確かに排気量や価格はそれなりに近い2台だが、走り出すとどちらもエンジンの主張がとても強い。その個性は対極にあるといっていいほど。MT-09 SPの並列3気筒は国産ではヤマハにしかないキャラクターで、V型ツインも国産ではスズキの『SV650』シリーズだけ。スポーツバイクとしてはどちらも意外とレアなエンジンを搭載しているのだ。
ハンドリングは、エンジン幅の広いMT-09 SPは安定型、エンジン幅の狭いモンスター+は軽快型。また、クランク2回転(720度)の爆発間隔は、MT-09 SPは『240度□240度□240度』の等間隔、モンスター+は『270度□450度』の不等間隔で、この違いがスロットルを開けた時のフィーリングやトラクションの違いを生む。

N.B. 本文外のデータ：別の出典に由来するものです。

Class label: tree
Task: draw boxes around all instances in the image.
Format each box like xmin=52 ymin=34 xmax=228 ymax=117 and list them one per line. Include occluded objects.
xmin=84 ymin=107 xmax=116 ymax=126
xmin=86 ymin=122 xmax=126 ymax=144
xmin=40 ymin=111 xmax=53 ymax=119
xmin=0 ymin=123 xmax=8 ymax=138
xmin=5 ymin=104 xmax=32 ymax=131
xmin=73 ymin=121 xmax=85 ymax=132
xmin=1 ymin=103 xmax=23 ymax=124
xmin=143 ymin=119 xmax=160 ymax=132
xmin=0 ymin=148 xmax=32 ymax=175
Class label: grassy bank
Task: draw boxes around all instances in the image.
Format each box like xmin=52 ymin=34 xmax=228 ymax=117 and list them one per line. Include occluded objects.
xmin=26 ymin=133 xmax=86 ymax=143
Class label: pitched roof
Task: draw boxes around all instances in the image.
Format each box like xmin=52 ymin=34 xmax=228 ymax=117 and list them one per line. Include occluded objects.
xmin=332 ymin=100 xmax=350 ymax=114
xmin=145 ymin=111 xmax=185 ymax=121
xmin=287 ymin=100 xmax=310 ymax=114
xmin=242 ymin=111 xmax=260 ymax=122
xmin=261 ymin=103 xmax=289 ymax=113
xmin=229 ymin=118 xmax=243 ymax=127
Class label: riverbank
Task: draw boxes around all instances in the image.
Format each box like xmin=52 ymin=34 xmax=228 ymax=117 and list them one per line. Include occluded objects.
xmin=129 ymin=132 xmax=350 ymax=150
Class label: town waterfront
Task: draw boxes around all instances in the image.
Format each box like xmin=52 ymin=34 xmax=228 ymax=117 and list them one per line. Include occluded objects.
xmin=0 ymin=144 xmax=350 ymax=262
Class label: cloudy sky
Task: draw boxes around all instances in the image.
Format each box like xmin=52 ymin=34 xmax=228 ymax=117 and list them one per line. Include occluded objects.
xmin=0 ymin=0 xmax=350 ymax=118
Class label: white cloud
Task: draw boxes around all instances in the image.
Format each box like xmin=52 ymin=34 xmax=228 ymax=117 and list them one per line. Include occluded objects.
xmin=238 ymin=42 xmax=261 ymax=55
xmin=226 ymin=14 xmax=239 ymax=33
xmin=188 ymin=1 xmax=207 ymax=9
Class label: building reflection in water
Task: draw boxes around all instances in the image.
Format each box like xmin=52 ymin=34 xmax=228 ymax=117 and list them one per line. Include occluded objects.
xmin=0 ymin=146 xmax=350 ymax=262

◆ライダーに寄り添うMT-09 SPとライダーを選ぶモンスター+
MT-09 SPとモンスター+は、排気量やパワー&トルクといったスペックからその乗り味を想像するのが難しいバイク。ただ、どちらもスロットルを開けた時の反応が面白いバイクでもある。
MT-09 SPの低中速域は等間隔爆発ならではのスムーズさで、排気量以上の豊かなトルクを発揮。難しいことを考えずに走り出してもこの感覚を味わうことができるだろう。街中では3速や4速でオートマチックのように走ることができ、頻繁にギヤチェンジをする必要もない。スロットルを開けると3気筒特有のエキゾーストノートが加速を後押しし、気持ちの良いフィーリングが訪れる。少し大きめにスロットルを開ければ、怒涛の加速も約束してくれる。